What follows is a race against time to stop the murderer who is, it quickly turns out, a professional assassin on a murderous search across war torn London for diamonds brought to London by fleeing Polish Jews. So far so good, but in practise what could be a taut and atmospheric turns out to be a bit of an identikit thriller.
The problem is Airth does not seem to be a natural storyteller. He rarely shows action directly; instead the story unfolds via a series of expositions, clumsy two-headed conversations between characters retelling what has already happened off screen. The Dead of Winter is about plot above all else – I can picture a complicated wall chart outlining the story’s various threads – but without adding in characters, atmosphere and without anything new to say about the times, there is little in The Dead Of Winter to linger in the memory. The result is a curiously flat and unengaging novel that works neither as an airport page turner nor a historical crime novel.

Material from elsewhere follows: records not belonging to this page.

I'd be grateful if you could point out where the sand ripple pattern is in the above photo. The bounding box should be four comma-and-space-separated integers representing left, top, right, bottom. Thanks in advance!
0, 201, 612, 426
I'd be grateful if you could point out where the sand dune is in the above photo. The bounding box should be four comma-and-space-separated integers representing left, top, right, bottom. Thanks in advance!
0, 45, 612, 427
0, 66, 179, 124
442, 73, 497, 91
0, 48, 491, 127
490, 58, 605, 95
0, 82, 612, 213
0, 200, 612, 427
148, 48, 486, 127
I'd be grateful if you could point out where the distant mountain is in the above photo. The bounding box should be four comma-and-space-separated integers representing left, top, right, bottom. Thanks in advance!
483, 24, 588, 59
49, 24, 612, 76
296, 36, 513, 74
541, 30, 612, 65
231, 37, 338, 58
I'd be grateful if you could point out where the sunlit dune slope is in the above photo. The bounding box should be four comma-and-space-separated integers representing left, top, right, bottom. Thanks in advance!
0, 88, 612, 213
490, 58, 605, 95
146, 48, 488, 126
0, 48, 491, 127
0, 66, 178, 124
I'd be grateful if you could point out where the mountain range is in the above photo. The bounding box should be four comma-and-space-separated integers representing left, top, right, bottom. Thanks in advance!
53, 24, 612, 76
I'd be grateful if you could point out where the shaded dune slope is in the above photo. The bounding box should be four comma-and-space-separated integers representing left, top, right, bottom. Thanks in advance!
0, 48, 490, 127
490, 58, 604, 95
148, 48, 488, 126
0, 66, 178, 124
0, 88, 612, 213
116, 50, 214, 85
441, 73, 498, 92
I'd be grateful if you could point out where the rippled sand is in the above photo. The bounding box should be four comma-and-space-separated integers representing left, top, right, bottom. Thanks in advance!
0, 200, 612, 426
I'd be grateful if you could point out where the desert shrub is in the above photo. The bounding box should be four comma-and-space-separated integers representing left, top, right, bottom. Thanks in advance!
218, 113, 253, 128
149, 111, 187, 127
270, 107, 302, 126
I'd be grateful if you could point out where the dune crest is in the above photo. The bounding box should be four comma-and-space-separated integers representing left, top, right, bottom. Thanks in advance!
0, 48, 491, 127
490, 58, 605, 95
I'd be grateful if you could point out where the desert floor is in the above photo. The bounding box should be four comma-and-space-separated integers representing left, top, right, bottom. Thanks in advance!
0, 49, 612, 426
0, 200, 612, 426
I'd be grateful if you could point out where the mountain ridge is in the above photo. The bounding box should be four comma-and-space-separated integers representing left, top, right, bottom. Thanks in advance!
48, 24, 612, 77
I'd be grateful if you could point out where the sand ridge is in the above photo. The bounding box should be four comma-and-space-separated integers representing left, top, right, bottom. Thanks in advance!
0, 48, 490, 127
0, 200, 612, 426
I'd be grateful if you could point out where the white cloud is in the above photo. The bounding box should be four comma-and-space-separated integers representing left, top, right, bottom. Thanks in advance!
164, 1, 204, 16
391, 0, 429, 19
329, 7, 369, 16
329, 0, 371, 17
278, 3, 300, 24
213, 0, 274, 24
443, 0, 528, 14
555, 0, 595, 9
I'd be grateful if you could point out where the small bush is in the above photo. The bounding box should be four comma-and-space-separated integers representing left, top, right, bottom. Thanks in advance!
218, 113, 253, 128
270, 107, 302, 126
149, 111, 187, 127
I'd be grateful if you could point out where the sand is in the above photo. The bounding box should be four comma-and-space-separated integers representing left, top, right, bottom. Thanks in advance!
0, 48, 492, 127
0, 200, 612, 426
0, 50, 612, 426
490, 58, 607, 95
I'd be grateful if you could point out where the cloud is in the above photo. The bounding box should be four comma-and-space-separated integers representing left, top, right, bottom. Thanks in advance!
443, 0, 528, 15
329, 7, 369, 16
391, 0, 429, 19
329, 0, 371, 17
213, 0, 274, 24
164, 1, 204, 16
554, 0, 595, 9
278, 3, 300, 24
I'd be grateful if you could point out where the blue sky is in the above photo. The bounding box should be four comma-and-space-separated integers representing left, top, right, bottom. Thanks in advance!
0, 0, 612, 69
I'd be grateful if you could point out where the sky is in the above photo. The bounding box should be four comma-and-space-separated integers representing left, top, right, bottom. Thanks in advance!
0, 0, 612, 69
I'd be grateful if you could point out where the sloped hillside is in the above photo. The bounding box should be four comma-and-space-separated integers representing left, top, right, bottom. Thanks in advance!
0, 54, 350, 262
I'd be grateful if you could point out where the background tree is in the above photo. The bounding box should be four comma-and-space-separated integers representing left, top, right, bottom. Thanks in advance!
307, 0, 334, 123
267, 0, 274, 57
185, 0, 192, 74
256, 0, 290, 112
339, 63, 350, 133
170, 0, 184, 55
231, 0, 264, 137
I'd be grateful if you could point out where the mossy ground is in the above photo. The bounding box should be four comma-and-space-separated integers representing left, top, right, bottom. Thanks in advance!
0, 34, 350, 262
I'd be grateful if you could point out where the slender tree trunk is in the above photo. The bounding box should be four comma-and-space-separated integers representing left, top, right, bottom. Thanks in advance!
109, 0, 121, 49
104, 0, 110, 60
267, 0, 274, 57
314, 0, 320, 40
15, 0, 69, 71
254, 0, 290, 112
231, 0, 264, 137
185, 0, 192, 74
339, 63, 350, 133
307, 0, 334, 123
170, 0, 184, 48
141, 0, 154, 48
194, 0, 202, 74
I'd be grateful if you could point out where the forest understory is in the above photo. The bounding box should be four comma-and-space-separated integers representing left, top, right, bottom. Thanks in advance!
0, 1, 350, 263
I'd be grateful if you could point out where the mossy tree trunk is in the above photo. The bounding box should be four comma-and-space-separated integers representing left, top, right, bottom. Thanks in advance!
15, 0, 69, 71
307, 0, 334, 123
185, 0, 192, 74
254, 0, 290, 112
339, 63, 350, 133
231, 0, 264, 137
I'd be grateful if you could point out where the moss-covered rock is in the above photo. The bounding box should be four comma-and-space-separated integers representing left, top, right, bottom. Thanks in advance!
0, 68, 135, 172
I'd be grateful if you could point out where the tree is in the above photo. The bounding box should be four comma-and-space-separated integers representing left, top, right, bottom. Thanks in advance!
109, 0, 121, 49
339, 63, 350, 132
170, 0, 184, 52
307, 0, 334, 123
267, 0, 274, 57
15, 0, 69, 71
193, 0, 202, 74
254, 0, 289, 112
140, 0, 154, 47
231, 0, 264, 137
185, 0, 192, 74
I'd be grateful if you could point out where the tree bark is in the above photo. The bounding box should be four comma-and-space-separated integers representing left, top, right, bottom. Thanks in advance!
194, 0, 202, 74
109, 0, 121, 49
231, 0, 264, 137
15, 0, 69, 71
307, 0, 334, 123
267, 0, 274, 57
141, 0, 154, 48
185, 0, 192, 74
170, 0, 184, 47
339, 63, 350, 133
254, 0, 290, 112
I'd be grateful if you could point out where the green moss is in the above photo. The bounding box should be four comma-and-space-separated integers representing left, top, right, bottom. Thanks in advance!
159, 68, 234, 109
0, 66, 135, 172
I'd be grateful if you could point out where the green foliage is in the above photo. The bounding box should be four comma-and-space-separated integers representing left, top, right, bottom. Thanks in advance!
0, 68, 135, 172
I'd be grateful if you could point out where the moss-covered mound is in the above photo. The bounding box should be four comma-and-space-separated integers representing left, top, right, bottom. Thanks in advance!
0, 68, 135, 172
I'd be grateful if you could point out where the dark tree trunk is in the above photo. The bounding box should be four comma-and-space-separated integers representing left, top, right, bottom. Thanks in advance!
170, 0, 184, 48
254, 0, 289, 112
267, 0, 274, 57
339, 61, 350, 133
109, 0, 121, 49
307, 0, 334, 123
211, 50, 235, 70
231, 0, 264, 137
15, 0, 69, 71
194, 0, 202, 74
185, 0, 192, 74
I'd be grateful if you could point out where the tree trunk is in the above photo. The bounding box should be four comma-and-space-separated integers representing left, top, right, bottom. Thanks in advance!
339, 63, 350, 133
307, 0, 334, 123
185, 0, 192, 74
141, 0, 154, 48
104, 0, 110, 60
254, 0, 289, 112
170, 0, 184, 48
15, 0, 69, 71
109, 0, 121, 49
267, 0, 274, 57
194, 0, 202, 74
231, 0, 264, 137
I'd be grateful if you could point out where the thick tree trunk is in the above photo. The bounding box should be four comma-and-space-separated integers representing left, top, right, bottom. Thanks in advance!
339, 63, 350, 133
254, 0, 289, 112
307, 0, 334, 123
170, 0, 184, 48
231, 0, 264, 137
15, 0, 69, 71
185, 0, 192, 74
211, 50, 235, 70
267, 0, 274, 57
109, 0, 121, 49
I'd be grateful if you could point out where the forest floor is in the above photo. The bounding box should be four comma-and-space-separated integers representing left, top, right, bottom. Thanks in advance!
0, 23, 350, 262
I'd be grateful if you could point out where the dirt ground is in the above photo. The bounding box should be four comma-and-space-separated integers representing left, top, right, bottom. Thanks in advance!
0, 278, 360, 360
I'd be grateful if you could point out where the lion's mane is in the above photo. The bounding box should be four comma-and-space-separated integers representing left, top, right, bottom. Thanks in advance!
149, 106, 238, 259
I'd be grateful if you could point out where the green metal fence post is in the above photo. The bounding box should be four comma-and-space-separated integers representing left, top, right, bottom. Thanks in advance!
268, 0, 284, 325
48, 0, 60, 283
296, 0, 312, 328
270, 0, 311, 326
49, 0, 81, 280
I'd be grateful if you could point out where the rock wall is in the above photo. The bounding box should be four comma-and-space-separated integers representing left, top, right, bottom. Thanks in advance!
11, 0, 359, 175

If Rennie Airth’s book is point-less then perhaps Second Violin, John Lawton’s latest entry into his superb Frederick Troy series suffers from a surfeit of point. Lawton’s Troy novels trace the detecting and espionage career of the black sheep son of a newspaper magnate, from his days as a newly minted detective in the East End during the Blitz, through various Cold War escapades.
As the youngest son of a wealthy family of Russian exiles and the recipient of a privileged English upper class upbringing he’s an English gentleman who isn’t accepted as an English gentleman. As a newly minted CID detective, he’s also a policeman who isn’t accepted as a policeman. The conflict Troy faces from his family, the force and from the criminals he faces are wonderfully drawn. These books are as good as anything by more celebrated (and it has to be said more successful) authors such as CJ Sansom and Phillip Kerr and are all well worth seeking out.
In Second Violin, Lawton returns to the early days of Troy’s career in a story set against the run up to the onset of war. This is a novel about chaos and the reasonable and unreasonable paranoia it induces. In March 1938 Troy’s brother Rodyon is a journalist in Vienna as the Nazis take control. Later Rodyon is in Berlin covering Kristallnacht watching people flee for their lives before being ejected by the regime. In 1940 Sgt Frederick Troy is in charge of rounding up ‘enemy aliens’ prior to their internment in various camps around the country. One is his brother Rodyon, who having been born in Austria, is sent to the Isle of Man along with others we have previously encountered in Vienna and Berlin.
In this climate of fear, what is different about Britain in comparison to similar state sponsored corralling by the Germans? For both Troy brothers, what does it mean to be British or to want to be British? Meanwhile, in order to maintain the illusion this is a crime novel, someone is murdering East End rabbis under cover of the Blitz. Troy is on hand to find the culprit as paranoia grips.
Lawton’s skill in using the genre to pull together his theme of a world on the brink of huge social change via strands of political scandal, sexual intrigue and murder, is all here. Some of the parallels to today are a bit cack-handed – is there really a line to be drawn from internment to Guantanamo – but in general Lawton is developing along with the series. As a result, this is big, satisfying, engaging stuff.
If Second Violin is not the best of the series then it is surely the most ambitious. Genre straddling and genre transcending, Lawton’s Frederick Troy series is a mighty achievement.